Love: After a good rotational season I look at the grass on my land and see the progress the soil has made - the richness of the grass, the ability of the soil to hold water. And I know it can all be attributed to the fences' keeping animals away from the grass when it is young and to their keeping the animals in when the grass is at its peak and needs a hair cut. I love how the fences allow me to add richness to our land.
Mistery: Really??? This tiny piece of metal will keep a 300Lb sow from wanting to graze over there where the new tender grass looks so inviting. However, the heavy duty 4-foot metal mesh will be completely useless in front of the genius of our creative sheep that use each other as trampolines.
Foe: If you ever happen to drive by 3256 Silver St and see me trapped in a tangle of white sheep fence, you know you better keep on driving. And do not bring a pair of scissors near me or I may make a several-hundred-dollar mistake.
Threat: If you have ever had pigs, sheep, or cows, you know how important fences are, and you know the feeling you get in your gut when the fences fail to ... well, fence. In our first years of homesteading, Farmer Charles and I learned quickly to fear the question "do you have pigs?" The first time we saw two policemen pointing directly to our home from across the meadow-
"Do you have pigs?"
"Where are they?"
"They're in our woods."
"No, they are not."
Through the years we have had strangers and neighbors knocking on our front door asking similar questions.
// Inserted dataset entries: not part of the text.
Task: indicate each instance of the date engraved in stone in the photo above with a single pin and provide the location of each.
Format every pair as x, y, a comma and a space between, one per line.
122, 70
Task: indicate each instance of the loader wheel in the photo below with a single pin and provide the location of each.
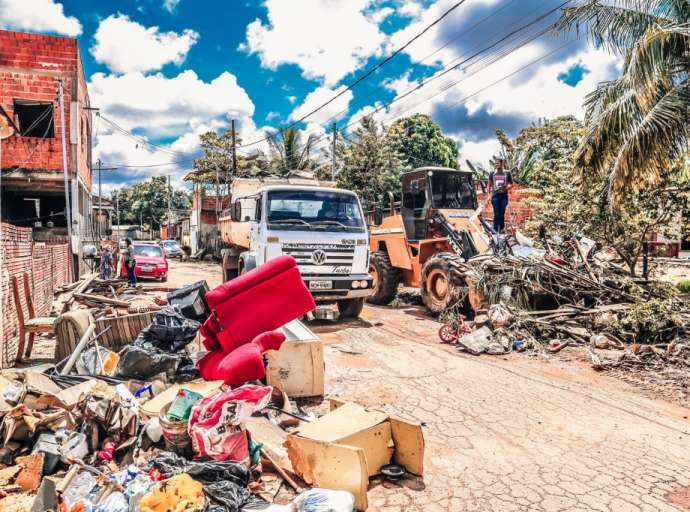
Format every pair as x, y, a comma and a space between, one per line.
385, 278
350, 308
442, 282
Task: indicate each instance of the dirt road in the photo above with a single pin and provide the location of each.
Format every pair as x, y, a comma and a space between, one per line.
503, 434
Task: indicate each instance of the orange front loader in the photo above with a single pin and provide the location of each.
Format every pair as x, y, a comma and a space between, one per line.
424, 243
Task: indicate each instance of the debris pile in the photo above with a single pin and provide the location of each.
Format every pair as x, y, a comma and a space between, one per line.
544, 301
138, 428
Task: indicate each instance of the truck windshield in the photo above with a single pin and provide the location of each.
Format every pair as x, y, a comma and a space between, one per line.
314, 209
452, 190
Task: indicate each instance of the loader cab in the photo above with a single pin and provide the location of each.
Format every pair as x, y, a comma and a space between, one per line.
433, 188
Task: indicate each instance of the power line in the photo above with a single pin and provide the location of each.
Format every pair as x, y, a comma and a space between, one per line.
368, 73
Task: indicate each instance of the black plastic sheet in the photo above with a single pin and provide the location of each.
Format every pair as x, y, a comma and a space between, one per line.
225, 482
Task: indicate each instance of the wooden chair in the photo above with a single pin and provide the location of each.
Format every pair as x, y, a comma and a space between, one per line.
32, 324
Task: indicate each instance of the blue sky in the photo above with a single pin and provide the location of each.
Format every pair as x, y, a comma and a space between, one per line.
168, 70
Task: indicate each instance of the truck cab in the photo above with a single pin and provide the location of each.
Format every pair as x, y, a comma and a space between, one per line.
322, 228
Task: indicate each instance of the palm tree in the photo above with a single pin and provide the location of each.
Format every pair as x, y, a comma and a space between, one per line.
287, 151
638, 126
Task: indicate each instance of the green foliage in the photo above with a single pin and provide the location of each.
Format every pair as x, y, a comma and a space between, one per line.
542, 151
148, 200
371, 166
684, 286
215, 166
636, 126
288, 152
419, 142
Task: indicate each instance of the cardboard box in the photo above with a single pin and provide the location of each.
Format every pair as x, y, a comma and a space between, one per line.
298, 367
345, 447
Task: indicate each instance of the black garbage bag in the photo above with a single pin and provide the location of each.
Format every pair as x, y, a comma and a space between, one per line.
170, 331
191, 300
225, 482
142, 363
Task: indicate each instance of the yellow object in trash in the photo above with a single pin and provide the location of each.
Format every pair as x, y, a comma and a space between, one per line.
180, 493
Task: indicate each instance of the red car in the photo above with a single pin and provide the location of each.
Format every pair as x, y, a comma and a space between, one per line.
151, 262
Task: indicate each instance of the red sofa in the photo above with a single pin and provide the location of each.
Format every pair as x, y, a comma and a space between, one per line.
245, 313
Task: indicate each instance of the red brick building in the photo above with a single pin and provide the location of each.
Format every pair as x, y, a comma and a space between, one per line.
31, 67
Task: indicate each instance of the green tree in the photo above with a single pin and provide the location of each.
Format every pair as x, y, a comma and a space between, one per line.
148, 201
288, 152
215, 165
420, 142
541, 151
370, 165
637, 125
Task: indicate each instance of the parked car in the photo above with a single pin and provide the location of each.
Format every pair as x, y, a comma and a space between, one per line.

These are not usually the questions of someone interested in petting your pig, wanting to see if you are selling their delicious meat, or just ready to congratulate you for your decision to humanely raise your livestock. Alas, this question is usually followed by a frantic run for the "emergency dairy bucket" - pigs will follow a bucket full of dairy products no matter where they are or how far they have to walk to reach it. So, the "emergency dairy bucket" is as important as a fire estinguisher at our place.
If you are so unlucky that your sheep are out and they have decided to go for a stroll, then good luck. We had a memorable two-hour event in the middle of Hinesburg where over 20 cars joined us (Farmer Chalres and Farmer Ale - 7 months pregnant at the time) trying to catch three little lambs that had just arrived at our farm and were not used to either electric fences or their new home.
Let's just say that we have learned to fear, respect and love fences very quickly. Through the years we have had fewer escapes, and now the pigs, if they run away, mostly come to our front steps demanding some cheese. However, a tree falling on the fences in the middle of the night, a lightening bolt shorting out the fence and killing the electricity in the barn...these are the images that remain vivid in our dreams.